Samstag, 11. Oktober 2014

Zweiter Teil

"Komm" klang es leise zwischen den Zweigen hervor, es war mehr ein kratziges Zischeln, als verständliche Worte, "Komm schon" erklang es erneut, doch der Angesprochene rührte sich nicht, er starrte weiter durch das Loch in den Blättern.
"Wir müssen von hier verschwinden." die leisen Rufe wurden drängender.
Nervös zitterten die vielen Beine der jungen Spinne. Mutig ging sie einen Schritt auf ihren Bruder zu, verharrte dann und zog sich wieder zurück. Selbst wenn sie gewollt hätte, sie hatte Angst, Angst vor dem Geschehenen und sogar ein bisschen vor ihrem Bruder.
"Es hat unsere Mutter getötet." die Worte erklangen wie ein wütendes rotes Rauschen in ihrem Kopf.
"Es hat unsere Mutter getötet!" Ohnmächtige Wut lag in dem Klang seiner Gedanken. Mizar kniff die Augen zusammen und rückte noch ein Stück weiter von ihrem Bruder weg. Zu ihrer Angst mischte sich jetzt auch die Wut ihres Bruders. Dumme Wut die ihnen beiden nicht helfen würde.

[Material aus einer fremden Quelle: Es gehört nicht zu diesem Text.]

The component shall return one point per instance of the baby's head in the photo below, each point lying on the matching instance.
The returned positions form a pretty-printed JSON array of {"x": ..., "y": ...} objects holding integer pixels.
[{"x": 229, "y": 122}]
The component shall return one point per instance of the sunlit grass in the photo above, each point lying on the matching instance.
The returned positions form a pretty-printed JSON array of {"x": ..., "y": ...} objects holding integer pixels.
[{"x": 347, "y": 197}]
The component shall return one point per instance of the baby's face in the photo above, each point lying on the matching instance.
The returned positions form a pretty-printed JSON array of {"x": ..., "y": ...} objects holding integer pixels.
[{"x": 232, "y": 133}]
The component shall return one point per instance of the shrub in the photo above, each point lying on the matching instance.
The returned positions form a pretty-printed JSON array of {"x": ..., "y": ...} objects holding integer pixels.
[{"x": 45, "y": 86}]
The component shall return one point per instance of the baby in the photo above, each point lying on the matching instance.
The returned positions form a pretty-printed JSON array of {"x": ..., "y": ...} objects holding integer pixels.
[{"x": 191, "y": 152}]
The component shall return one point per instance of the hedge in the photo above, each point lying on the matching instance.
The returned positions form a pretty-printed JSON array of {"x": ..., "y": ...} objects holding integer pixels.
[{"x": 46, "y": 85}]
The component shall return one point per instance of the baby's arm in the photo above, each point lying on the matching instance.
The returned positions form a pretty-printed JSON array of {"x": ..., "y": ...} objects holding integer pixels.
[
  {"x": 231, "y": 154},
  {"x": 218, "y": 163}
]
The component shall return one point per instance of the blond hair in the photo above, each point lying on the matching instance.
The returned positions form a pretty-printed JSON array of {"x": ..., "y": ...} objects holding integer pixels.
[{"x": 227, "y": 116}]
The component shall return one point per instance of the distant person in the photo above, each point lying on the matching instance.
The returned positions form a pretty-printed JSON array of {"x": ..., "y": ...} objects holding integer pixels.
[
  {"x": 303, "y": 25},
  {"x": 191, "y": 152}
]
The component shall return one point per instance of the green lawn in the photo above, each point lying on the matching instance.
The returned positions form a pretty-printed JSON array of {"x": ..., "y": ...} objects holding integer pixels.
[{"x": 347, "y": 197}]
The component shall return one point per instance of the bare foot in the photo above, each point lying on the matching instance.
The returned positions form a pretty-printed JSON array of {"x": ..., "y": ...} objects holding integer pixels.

Virgo ging einen Schritt nach vorn, auf die zweibeinigen Wesen zu. Er konnte hören wie der Körper seiner Mutter von diesem Zweibein zerlegt wurde.
"Nein!" wie ein Stechen erklang das heisere laute Wort.
"Wir müssen sie rächen!" kam es als Antwort.
Die junge Spinne im Hintergrund sprang noch einen Schritt weiter weg von ihrem Bruder. Die Worte hatten sie hart getroffen.
"Wie sollen wir sie rächen? Wir sind nicht einmal so groß wie die Kiefer unserer Mutter." dieses Mal klangen die gesprochenen Worte traurig. Mizar konnte spüren wie die Angst in ihr sich mit der Wut vermischte und ein dunkles Loch schufen. Doch ihr Bruder wollte nicht hören. Sie knirschte nervös mit ihrem Kiefer, wünschte sich, einer der Erwachsenen aus ihren Bau wäre hier und könnte ihnen helfen, doch sie waren auf sich gestellt. Ihre Mutter war noch sehr jung, das Gespinnst in dem sie selbst und ihr Bruder geboren wurde, bestand nur aus wenigen Eiern und fast alle ihre Geschwister starben.
Zu jung war diese Spinne, sagten die anderen, viel zu jung, um ihre eigenen Brut zu haben. Doch sie ließ sich von dem Gerede der anderen nicht abhalten. Ob sie wohl gewusst hatte, dass ihr Leben nur so kurz währte? Hatte sie deswegen den Rat der Älteren missachtet? Oder starb sie, weil sie glaubte schnelle Beute für ihren Nachwuchs machen zu können?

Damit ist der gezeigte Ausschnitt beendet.